A rapid-fire sequence of short scenes or callbacks that builds momentum toward a show's climax. Scenes get progressively shorter and faster, with pace becoming as important as content. Runs typically appear at the end of longform shows, especially Harold third beats.
How it works:
- A clear game, theme, or pattern has been established earlier in the show
- The ensemble begins a rapid sequence — each scene 5-30 seconds — exploring, calling back, or colliding elements from the show
- Editing accelerates: sweep edits come faster, or tag-outs create a machine-gun rhythm
- Content becomes secondary to momentum — the audience is carried by the energy of rapid pattern recognition
- The run continues until peak velocity, then resolves — a final callback to the opening, a collision scene, or a blackout
Two styles (from The House That Del Built):
- "Best of" style: The ensemble gravitates toward moments with the strongest comedic/emotional resonance, replaying and colliding them
- "Criss Cross Callback" style: Performers can only revisit material created by other ensemble members, forcing attention to the whole show and preventing individual ego from dominating
In the Deconstruction format: The Run is a named structural section — "an intense series of ever-shorter scenes where pace is as important, if not more important, than content" (IRC Improv Wiki). Even empty scenes work because "rapid editing and accumulating patterns create humor."

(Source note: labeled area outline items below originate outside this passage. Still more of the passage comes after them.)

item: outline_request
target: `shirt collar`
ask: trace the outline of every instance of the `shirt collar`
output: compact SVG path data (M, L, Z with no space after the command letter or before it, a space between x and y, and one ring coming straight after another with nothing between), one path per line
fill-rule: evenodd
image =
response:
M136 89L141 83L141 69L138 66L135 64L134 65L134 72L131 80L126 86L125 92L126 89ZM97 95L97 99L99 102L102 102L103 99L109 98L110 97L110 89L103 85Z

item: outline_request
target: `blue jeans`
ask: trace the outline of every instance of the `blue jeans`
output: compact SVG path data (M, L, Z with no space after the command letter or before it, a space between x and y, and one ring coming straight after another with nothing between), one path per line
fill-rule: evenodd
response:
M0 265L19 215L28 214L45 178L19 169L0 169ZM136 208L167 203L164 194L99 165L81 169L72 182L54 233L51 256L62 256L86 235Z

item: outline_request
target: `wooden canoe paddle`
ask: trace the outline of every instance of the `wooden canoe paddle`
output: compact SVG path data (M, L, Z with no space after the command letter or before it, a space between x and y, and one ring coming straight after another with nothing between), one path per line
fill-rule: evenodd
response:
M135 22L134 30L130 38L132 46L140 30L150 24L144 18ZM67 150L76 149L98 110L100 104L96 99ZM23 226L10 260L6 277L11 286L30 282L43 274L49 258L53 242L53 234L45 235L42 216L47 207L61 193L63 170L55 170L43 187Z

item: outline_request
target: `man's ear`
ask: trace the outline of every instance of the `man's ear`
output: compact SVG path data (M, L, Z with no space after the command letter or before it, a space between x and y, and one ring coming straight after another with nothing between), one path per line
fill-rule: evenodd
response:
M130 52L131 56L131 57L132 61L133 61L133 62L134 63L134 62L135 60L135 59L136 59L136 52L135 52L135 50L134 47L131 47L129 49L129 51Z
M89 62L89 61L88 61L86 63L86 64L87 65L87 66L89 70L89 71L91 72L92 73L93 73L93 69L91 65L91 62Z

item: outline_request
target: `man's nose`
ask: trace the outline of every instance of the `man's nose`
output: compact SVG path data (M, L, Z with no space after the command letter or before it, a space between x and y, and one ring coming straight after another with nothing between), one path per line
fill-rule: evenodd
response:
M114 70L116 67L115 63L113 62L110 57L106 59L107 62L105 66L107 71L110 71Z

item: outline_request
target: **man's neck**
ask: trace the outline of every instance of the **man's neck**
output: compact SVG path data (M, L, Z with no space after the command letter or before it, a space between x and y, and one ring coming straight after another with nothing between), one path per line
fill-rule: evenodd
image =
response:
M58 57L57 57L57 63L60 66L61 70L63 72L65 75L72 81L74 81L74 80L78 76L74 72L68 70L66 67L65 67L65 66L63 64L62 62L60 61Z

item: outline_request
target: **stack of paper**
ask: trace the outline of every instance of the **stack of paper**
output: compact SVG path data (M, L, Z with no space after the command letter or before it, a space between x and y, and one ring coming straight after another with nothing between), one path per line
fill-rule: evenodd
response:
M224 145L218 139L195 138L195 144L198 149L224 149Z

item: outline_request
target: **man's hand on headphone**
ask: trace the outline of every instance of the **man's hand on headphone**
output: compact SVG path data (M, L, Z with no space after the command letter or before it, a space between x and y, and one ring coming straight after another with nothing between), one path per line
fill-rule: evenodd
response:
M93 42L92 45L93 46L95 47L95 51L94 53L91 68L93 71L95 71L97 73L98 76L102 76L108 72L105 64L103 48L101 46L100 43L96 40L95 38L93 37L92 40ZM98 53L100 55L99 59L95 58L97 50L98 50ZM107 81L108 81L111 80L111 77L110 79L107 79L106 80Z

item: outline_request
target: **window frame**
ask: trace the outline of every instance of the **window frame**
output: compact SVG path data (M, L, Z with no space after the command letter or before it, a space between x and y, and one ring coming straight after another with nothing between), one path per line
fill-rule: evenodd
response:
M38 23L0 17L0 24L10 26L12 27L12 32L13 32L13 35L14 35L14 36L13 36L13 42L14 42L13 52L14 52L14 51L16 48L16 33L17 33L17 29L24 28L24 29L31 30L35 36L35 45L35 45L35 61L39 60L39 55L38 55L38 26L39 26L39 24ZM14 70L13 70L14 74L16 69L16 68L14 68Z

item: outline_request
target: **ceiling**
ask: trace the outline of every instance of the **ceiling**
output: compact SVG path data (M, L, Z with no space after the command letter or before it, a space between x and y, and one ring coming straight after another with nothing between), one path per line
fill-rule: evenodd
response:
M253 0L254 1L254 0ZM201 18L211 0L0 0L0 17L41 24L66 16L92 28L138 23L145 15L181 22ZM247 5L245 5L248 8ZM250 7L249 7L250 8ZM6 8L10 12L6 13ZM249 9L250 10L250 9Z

The show-closing move: The strongest run endings return to the opening's essential elements — its stage picture, key lines, or thematic concerns. When the run circles back to the beginning, the whole show feels authored.
What it demands: Runs reward the audience for paying attention all show, because the callbacks require shared memory. They also reward the ensemble for listening — the run only works if everyone was tracking the whole show's material.